Se entiende como cesión de datos toda revelación de datos realizada a una persona distinta del interesado. Los datos de carácter personal objeto de tratamiento, sólo podrán ser comunicados a un tercero para el cumplimiento de fines relacionados directamente con las funciones legítimas del cedente y del cesionario con el previo consentimiento del interesado. No será preciso el consentimiento del interesado:

  • Cuando la cesión esté autorizada por una ley.

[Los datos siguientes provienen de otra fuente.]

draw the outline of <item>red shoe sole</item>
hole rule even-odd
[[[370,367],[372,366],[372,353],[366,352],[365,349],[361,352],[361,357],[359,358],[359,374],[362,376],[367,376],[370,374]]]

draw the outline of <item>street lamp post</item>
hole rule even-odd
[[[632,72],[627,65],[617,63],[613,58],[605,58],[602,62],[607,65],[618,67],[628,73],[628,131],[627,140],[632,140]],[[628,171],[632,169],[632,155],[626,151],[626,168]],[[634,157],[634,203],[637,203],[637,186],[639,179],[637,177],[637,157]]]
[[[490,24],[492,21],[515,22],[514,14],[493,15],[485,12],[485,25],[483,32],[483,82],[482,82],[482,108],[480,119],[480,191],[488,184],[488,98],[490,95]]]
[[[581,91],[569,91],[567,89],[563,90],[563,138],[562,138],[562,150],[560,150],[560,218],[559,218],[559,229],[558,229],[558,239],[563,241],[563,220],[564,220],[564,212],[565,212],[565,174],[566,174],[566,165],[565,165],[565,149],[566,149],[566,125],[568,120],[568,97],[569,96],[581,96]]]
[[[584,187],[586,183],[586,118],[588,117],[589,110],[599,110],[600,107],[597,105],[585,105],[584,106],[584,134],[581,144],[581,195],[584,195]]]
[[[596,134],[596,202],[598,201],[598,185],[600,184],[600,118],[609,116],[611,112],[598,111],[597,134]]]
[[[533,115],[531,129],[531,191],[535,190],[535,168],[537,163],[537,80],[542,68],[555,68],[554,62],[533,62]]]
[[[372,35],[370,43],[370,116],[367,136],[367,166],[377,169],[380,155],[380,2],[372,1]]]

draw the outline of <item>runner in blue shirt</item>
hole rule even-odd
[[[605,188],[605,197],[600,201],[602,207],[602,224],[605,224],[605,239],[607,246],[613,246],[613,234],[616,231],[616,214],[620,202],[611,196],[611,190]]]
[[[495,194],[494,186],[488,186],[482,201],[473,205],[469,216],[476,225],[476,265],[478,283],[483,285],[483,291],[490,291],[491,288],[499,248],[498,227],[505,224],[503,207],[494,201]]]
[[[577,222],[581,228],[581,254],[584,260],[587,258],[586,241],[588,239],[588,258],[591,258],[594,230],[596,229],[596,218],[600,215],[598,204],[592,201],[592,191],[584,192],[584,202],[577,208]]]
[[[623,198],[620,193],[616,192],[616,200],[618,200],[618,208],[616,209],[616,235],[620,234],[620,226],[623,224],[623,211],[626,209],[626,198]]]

  • Cuando se traten de datos recogidos de fuentes accesibles al público.
  • Cuando el tratamiento responda a la libre y legítima aceptación de una relación jurídica cuyo desarrollo, cumplimiento y control implique necesariamente la conexión de dicho tratamiento con ficheros de terceros. En este caso la comunicación solo será legítima en cuanto se limite a la finalidad que lo justifique.
  • Cuando la comunicación que deba efectuarse tenga por destinatario al Defensor del Pueblo, el Ministerio Fiscal o los Jueces y Tribunales o el Tribunal de Cuentas, en el ejercicio de las funciones que tiene atribuidas. Tampoco será preciso cuando la comunicación tenga como destinatario a instituciones autonómicas con funciones análogas al Defensor del Pueblo o al Tribunal de Cuentas.
  • Cuando la cesión se produzca entre Administraciones Públicas y tenga por objeto el tratamiento posterior de los datos con fines históricos, estadísticos o científicos. Cuando la cesión de datos de carácter personal relativos a la salud sea necesaria para solucionar una urgencia que requiera acceder a un fichero o para realizar los estudios epidemiológicos en los términos establecidos en la legislación sobre sanidad estatal o autonómica.